Another thing on their side is the advent of remote working, a lifesaver of a phenomenon that, as a man based in Dublin, could have saved him lots of hassle and plenty of injuries over the years.
"It would have been great if it had happened five or six years ago - not Covid - but if working from home could have happened five or six years ago.
"I'd imagine it has been hugely beneficial. There are a few lads in Dublin, but at least they are able to tip away home on a Monday night for training on a Tuesday, and work from home on a Tuesday.
"You kind of get used to it. You get used to being tired, and travelling. The only thing I found difficult was that as you get older, you're picking up more injuries, and the travel becomes difficult. If you're sitting in a bus for seven hours on a Tuesday to train for an hour-and-a-half, that's just not good for the body."
Here's living proof.
"When you're trying to manage injuries on top of that, it's just very difficult.
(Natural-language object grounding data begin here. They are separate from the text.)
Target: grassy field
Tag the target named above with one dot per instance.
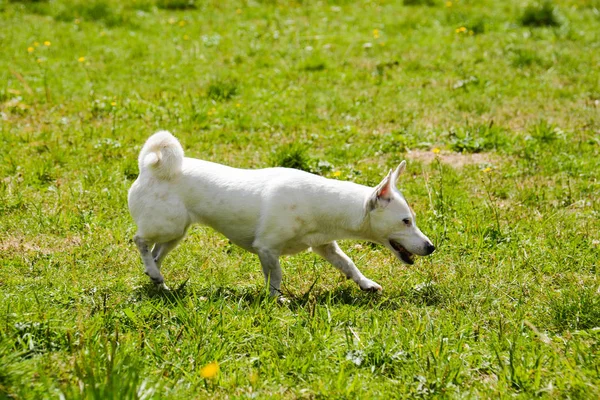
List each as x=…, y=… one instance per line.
x=494, y=104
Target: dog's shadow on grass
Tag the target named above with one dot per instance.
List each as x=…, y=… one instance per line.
x=254, y=295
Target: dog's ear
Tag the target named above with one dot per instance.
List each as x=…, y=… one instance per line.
x=398, y=171
x=382, y=194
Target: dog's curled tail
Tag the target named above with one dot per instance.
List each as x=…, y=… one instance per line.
x=162, y=155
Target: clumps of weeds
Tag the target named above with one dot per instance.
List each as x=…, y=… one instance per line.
x=540, y=15
x=292, y=155
x=576, y=308
x=222, y=89
x=478, y=138
x=545, y=132
x=314, y=64
x=177, y=5
x=427, y=293
x=426, y=3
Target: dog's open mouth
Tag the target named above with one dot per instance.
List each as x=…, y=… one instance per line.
x=405, y=255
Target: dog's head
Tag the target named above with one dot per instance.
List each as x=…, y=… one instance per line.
x=393, y=223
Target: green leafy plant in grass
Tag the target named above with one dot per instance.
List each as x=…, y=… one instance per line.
x=177, y=4
x=479, y=138
x=545, y=132
x=222, y=89
x=428, y=3
x=95, y=11
x=541, y=14
x=576, y=308
x=292, y=155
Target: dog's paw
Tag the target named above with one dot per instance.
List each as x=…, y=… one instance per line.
x=369, y=286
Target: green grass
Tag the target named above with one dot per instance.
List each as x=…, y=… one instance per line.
x=495, y=107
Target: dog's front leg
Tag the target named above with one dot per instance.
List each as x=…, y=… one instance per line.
x=269, y=261
x=151, y=269
x=332, y=253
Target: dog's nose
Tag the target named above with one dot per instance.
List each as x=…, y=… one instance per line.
x=429, y=248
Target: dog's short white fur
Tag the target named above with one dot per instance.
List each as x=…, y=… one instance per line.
x=269, y=212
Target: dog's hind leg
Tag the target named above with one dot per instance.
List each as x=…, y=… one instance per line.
x=151, y=269
x=269, y=261
x=160, y=250
x=332, y=253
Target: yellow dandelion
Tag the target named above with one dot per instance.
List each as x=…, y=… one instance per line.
x=210, y=371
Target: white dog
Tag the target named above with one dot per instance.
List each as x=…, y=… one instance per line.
x=269, y=212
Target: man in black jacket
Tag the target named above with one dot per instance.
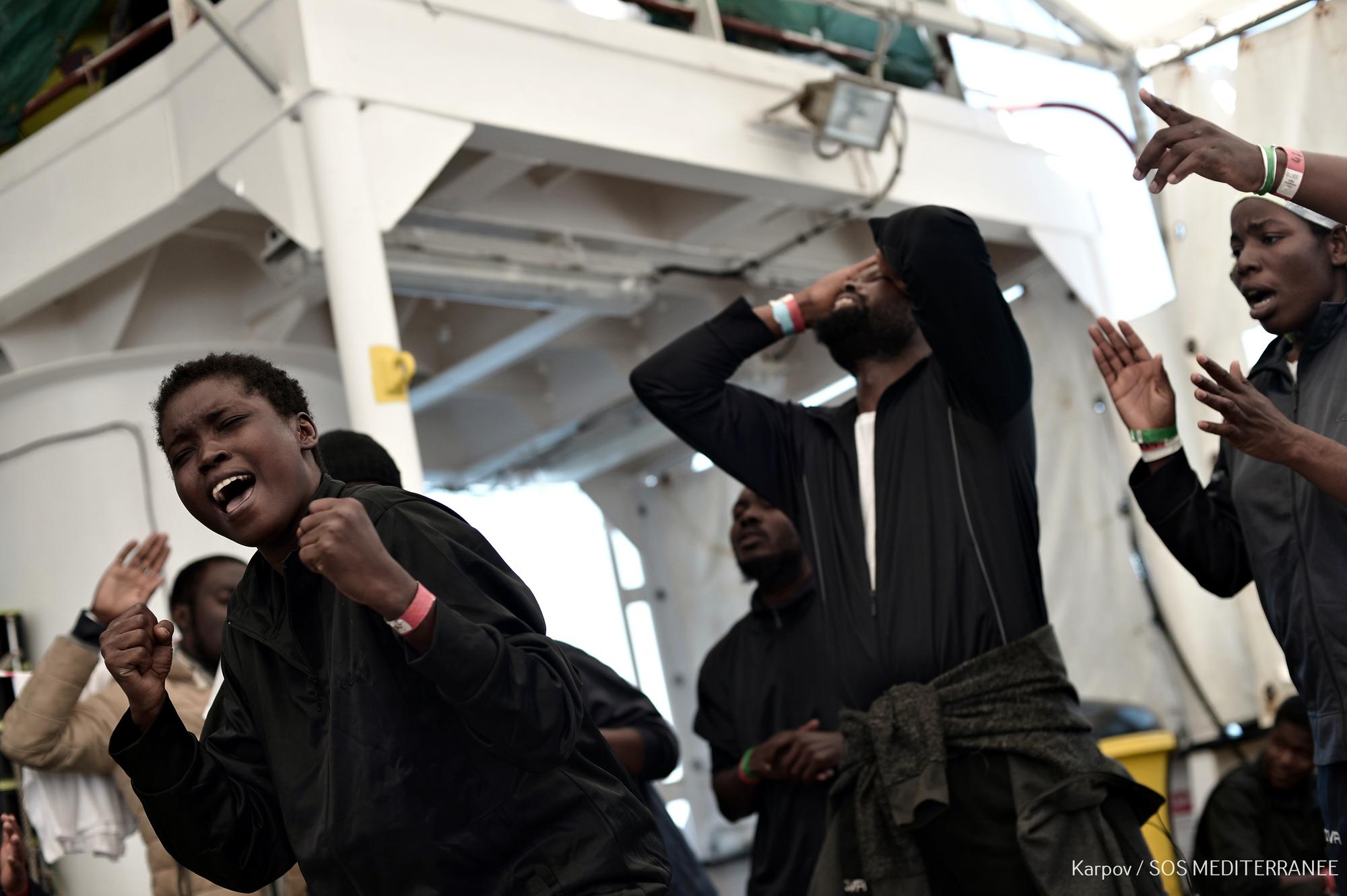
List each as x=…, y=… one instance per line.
x=1267, y=812
x=393, y=714
x=917, y=499
x=634, y=728
x=767, y=708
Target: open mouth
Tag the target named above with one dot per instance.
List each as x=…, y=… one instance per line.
x=234, y=491
x=751, y=540
x=1260, y=302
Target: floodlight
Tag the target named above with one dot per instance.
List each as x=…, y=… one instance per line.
x=849, y=109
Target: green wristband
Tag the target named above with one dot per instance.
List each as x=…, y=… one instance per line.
x=1154, y=436
x=746, y=773
x=1271, y=164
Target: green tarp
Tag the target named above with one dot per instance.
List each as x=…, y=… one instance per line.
x=34, y=36
x=910, y=59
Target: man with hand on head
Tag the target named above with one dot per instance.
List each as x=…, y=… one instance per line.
x=14, y=862
x=917, y=505
x=767, y=707
x=393, y=712
x=52, y=730
x=1275, y=510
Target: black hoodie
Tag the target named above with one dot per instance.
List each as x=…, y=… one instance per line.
x=957, y=532
x=468, y=770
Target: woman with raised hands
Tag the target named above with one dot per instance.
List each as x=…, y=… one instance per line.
x=1275, y=510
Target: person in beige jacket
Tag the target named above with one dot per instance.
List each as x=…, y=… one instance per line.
x=52, y=730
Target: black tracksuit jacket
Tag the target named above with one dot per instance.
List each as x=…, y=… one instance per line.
x=956, y=431
x=1264, y=522
x=764, y=677
x=468, y=770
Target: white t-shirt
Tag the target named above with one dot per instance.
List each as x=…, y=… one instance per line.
x=865, y=469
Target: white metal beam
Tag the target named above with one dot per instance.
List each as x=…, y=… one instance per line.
x=496, y=357
x=480, y=180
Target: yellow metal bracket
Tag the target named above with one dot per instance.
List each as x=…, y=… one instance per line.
x=393, y=372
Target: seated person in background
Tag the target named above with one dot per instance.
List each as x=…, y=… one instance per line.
x=52, y=730
x=14, y=862
x=640, y=738
x=1268, y=811
x=763, y=695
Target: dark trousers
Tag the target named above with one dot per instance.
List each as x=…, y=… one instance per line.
x=972, y=847
x=1333, y=802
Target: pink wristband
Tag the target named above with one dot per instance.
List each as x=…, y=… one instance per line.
x=1294, y=174
x=416, y=614
x=797, y=315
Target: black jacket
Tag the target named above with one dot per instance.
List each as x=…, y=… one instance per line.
x=1247, y=819
x=1261, y=521
x=954, y=456
x=766, y=676
x=611, y=701
x=468, y=770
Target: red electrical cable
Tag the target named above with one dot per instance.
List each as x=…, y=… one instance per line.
x=1078, y=108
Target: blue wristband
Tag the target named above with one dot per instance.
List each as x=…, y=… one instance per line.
x=783, y=316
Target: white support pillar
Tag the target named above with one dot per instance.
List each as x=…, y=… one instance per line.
x=359, y=294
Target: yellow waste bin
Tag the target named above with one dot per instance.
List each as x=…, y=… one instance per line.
x=1147, y=758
If you're not injured, and you're feeling good, then you'll get over it because it's just tiredness, and you can manage it."
It's no secret that Seamus' younger brother struggled last time out against Dublin, but with Tyrone in his sights, this man is backing Aidan for a "big game" on the big day.
"As a player you want to play well and you want to contribute and be a part of it. And when you don't play as well as you'd like or as well as you're capable of you're going to be disappointed in yourself. At the same time Aidan is captain of the team and has been around a long time so I think the over-riding emotion was that he was just thrilled for everybody and then disappointed that he wasn't able to help out a bit more or play as well as he would have liked.
"But that happens and, to be fair, it probably hasn't happened to Aidan too often in his career.
"Like any player you just want to get back to playing well. It happened me back in '16 where I had a poor second half and the whole country was probably thinking I was going to be dropped for the Final but, in fairness to Rochy, he stuck with me. Yeah, it fairly focuses the mind. You want to put in a big performance and try to help the team as much as you can. It's the same for any player that has been in that position and I'm sure he'll be fine and there's a big game coming in him."